Published 25 May 2022 in cs.CL, cs.LG, cs.SD, and eess.AS

Abstract: We introduce FLEURS, the Few-shot Learning Evaluation of Universal Representations of Speech benchmark. FLEURS is an n-way parallel speech dataset in 102 languages built on top of the machine translation FLoRes-101 benchmark, with approximately 12 hours of speech supervision per language. FLEURS can be used for a variety of speech tasks, including Automatic Speech Recognition (ASR), Speech Language Identification (Speech LangID), Translation and Retrieval. In this paper, we provide baselines for the tasks based on multilingual pre-trained models like mSLAM. The goal of FLEURS is to enable speech technology in more languages and catalyze research in low-resource speech understanding.

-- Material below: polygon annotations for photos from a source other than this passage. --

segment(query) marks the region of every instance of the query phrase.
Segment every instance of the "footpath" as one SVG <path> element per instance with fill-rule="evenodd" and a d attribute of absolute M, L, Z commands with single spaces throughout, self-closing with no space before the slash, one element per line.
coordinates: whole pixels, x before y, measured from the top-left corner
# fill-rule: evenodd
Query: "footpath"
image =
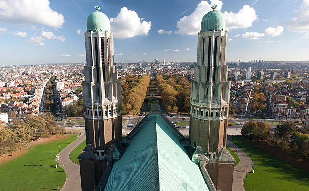
<path fill-rule="evenodd" d="M 64 169 L 67 174 L 67 178 L 61 190 L 81 190 L 79 165 L 70 160 L 70 153 L 86 139 L 86 136 L 82 134 L 72 143 L 69 145 L 59 153 L 58 164 Z"/>
<path fill-rule="evenodd" d="M 252 170 L 252 161 L 251 158 L 243 150 L 231 141 L 226 142 L 226 145 L 239 157 L 239 163 L 234 167 L 233 177 L 233 190 L 245 191 L 243 179 L 248 172 Z M 236 150 L 237 150 L 237 152 Z"/>

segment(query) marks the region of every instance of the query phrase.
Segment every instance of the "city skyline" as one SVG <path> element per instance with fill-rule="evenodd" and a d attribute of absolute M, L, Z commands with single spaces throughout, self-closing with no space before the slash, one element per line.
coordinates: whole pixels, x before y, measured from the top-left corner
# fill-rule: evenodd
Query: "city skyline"
<path fill-rule="evenodd" d="M 5 1 L 0 6 L 0 39 L 6 47 L 0 53 L 1 65 L 85 62 L 84 23 L 88 13 L 97 4 L 110 19 L 117 44 L 115 62 L 153 61 L 155 58 L 196 61 L 200 20 L 214 4 L 227 18 L 227 61 L 309 60 L 305 43 L 309 40 L 305 32 L 309 28 L 305 17 L 308 0 L 274 0 L 267 4 L 261 0 L 174 4 L 46 0 L 33 1 L 33 8 L 24 2 Z"/>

Overview of FLEURS: Few-shot Learning Evaluation of Universal Representations of Speech

The paper introduces FLEURS, an innovative benchmark dataset aimed at evaluating universal representations of speech through few-shot learning across a comprehensive array of languages. The dataset is a significant extension of the machine translation benchmark FLoRes-101 and comprises n-way parallel speech data in 102 languages. This benchmark is important for advancing multilingual speech technology, especially in under-resourced languages.

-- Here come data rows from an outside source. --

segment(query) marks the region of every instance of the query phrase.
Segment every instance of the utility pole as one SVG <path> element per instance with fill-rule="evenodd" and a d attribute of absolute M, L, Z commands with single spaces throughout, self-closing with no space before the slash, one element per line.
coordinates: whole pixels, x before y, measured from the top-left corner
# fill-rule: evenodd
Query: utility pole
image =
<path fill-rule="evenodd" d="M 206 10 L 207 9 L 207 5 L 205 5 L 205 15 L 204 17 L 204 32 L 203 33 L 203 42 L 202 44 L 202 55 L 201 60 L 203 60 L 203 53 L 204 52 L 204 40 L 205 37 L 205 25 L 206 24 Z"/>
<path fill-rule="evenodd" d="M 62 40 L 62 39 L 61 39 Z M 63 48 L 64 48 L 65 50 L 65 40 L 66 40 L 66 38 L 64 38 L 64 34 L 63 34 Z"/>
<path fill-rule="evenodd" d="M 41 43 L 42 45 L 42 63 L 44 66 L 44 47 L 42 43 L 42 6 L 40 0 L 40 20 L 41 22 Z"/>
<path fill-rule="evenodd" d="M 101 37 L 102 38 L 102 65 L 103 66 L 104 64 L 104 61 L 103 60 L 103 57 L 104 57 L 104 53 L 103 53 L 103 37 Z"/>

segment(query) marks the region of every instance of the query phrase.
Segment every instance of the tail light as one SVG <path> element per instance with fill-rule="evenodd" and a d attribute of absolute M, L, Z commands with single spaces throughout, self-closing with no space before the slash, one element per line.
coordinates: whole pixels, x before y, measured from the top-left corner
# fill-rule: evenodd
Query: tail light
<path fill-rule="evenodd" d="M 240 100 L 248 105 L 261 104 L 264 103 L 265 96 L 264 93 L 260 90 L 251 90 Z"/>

Key Features and Contributions

  1. Dataset Composition: FLEURS includes approximately 12 hours of labeled speech data per language. The data consists of natural spoken utterances derived from Wikipedia sentences, which are n-way parallel, meaning each sentence is provided in multiple languages by native speakers. This structure ensures that the dataset provides robust support for evaluating a wide array of speech processing tasks.
  2. Task Variety: The dataset is designed for a range of tasks including Automatic Speech Recognition (ASR), Speech Language Identification (Speech LangID), speech translation, and cross-modal retrieval tasks (such as Speech-to-Text and Text-to-Speech Retrieval). The breadth of tasks underscores the dataset's versatility and its potential in evaluating speech models in low-resource contexts.
  3. Evaluation and Baseline Models: Researchers provided baseline results utilizing state-of-the-art multilingual pretrained models such as mSLAM and w2v-BERT, covering ASR, Speech LangID, and retrieval. They emphasize the importance of pretraining on diverse data sources to improve few-shot learning across our extensive language set.
  4. Diversity in Language Coverage: Covering 102 languages from 17 family groups with 27 writing systems, FLEURS is notable for its linguistic and orthographic diversity. This linguistic breadth, encompassing languages from various geographic regions, presents unique challenges and opportunities for speech technology development.
  5. Seen vs. Unseen Languages: Within the dataset, languages are categorized as "seen" or "unseen" based on their occurrence in pretraining datasets used by the baseline models. This classification allows researchers to assess the generalizability of models to completely novel languages, providing a richer understanding of model performance in real-world conditions.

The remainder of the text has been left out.